Diane Simpson

JTT
191 Chrystie St
November 13, 2016–January 15, 2017

View of “Diane Simpson: Samurai,” 2016–17.

Diane Simpson’s sculptures are part translation, part fantasy, and pure pleasure. The octogenarian artist begins each work by creating isometric drawings on graph paper. She uses the drawings, with handwritten instructions for assembly, as blueprints for artworks with interlocking components. While they reference articles of clothing, the sculptures are constructed from hard angles, often in materials with an architectural heft. Simpson’s efforts result in a sophisticated, homespun modernism that channels the Midwestern cosmopolitanism of her hometown, Chicago.

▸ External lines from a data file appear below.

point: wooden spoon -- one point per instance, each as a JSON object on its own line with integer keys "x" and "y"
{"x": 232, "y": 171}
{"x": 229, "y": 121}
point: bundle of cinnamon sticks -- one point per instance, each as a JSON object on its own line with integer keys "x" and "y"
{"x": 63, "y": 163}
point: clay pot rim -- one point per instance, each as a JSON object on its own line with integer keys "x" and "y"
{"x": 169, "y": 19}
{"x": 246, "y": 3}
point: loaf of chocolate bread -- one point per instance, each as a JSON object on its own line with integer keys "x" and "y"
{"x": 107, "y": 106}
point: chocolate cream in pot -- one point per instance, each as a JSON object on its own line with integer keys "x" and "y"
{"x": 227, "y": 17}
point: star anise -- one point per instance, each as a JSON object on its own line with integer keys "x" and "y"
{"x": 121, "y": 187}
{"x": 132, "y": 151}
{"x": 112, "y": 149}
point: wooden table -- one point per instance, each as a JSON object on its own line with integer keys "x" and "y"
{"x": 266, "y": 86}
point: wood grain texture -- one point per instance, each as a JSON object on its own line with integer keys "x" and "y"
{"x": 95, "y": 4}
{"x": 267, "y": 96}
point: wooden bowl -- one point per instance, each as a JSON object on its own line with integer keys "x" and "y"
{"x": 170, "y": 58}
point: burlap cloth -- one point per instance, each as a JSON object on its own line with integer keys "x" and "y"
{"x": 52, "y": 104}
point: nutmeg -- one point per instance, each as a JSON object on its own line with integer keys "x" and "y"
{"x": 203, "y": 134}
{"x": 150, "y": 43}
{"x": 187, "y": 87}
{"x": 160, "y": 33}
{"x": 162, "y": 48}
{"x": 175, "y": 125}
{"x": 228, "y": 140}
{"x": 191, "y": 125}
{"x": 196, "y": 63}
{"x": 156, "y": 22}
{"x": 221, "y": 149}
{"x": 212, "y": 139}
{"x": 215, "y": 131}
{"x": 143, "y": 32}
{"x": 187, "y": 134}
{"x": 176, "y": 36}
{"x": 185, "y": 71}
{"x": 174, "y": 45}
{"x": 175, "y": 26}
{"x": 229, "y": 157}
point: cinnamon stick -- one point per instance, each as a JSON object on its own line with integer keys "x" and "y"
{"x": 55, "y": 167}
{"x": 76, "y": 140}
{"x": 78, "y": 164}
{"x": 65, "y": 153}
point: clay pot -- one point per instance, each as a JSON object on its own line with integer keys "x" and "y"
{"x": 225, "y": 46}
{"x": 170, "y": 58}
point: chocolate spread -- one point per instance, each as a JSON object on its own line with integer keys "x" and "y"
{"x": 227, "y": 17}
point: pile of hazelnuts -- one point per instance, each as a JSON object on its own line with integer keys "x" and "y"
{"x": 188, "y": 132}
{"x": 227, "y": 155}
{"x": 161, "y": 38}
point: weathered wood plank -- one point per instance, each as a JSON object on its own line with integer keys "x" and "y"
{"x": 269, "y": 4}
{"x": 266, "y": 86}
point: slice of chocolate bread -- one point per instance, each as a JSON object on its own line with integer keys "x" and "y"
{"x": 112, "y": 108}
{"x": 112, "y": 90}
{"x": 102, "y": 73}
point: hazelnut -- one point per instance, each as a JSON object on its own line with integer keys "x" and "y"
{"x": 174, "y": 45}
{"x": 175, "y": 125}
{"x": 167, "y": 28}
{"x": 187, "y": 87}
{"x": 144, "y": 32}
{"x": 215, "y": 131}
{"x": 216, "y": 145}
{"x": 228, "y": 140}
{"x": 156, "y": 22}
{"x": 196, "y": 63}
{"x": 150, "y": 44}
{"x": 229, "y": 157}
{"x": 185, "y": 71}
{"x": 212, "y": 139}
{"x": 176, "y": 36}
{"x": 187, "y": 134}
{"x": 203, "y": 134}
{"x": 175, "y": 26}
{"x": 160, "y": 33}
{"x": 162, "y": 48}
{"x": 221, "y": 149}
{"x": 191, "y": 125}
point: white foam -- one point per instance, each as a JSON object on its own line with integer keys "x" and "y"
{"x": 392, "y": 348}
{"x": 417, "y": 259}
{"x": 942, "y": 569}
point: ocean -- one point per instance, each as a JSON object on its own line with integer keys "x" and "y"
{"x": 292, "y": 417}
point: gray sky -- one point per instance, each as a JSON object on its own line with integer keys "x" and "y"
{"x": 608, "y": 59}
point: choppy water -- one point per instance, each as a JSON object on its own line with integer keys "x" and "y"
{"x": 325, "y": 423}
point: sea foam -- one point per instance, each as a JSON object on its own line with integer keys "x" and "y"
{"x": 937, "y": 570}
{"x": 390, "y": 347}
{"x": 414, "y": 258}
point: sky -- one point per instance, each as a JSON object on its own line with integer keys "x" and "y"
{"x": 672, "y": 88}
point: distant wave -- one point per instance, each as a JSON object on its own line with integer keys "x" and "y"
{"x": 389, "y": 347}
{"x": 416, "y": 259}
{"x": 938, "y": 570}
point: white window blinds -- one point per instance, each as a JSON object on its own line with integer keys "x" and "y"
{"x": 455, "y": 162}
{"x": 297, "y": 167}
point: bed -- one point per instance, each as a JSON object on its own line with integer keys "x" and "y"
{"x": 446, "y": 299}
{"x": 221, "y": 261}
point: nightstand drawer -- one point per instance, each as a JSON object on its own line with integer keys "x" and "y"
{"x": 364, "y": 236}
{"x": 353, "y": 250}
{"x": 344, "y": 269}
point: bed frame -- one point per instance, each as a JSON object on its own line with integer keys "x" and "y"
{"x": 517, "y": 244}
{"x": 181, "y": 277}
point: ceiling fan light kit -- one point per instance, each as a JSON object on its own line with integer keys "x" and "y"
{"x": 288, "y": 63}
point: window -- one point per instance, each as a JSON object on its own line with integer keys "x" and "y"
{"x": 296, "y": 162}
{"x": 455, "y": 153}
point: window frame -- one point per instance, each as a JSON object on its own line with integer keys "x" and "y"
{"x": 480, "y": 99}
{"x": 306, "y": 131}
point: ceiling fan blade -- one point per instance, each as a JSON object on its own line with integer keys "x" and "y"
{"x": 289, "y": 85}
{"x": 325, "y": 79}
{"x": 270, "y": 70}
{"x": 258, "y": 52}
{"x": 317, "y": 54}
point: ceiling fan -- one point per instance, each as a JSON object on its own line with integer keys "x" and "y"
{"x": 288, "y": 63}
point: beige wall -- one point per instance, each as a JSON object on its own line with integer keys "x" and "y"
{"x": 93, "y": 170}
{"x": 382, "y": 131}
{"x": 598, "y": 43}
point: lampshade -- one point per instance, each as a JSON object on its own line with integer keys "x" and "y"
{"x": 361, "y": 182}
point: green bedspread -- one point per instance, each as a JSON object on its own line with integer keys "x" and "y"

Her second show with this gallery showcases seven sculptures and two drawings from her “Samurai” series, 1981–83. This was only her second body of work after finishing her MFA in 1978, at age forty-three. Simpson took inspiration from a scene in Akira Kurosawa’s film Kagemusha (1980), in which she observed the intricate folds of seated samurais’ skirts. In her works, the skirt’s function switches from modesty to protection; feminine concealment of the body becomes masculine containment. Her highly photogenic and life-size warriors, made from MDF and wood, project a squat, robotic, almost flat image of power. And yet the objects beg to be encountered in their rich dimensionality. Here, surprising details of their hardware-less construction emerge. Samurai 9, 1983, references Art Deco architecture in its stepped peaks and frontal solidity, while its sides reveal elegant, sloping planes. Simpson also indulges her painterly sense of color. Samurai 10, 1983, and Samurai 5, 1982, nod to Agnes Martin with their delicate grids, both incised and drawn, in pale red, salmon, and white. Samurai 6, 1982, features a dramatic enamel gradient that goes from white to gray. Conceived more than thirty years ago, Simpson’s work feels newly conversant with recent sculpture that refuses to pit structural concerns against beauty.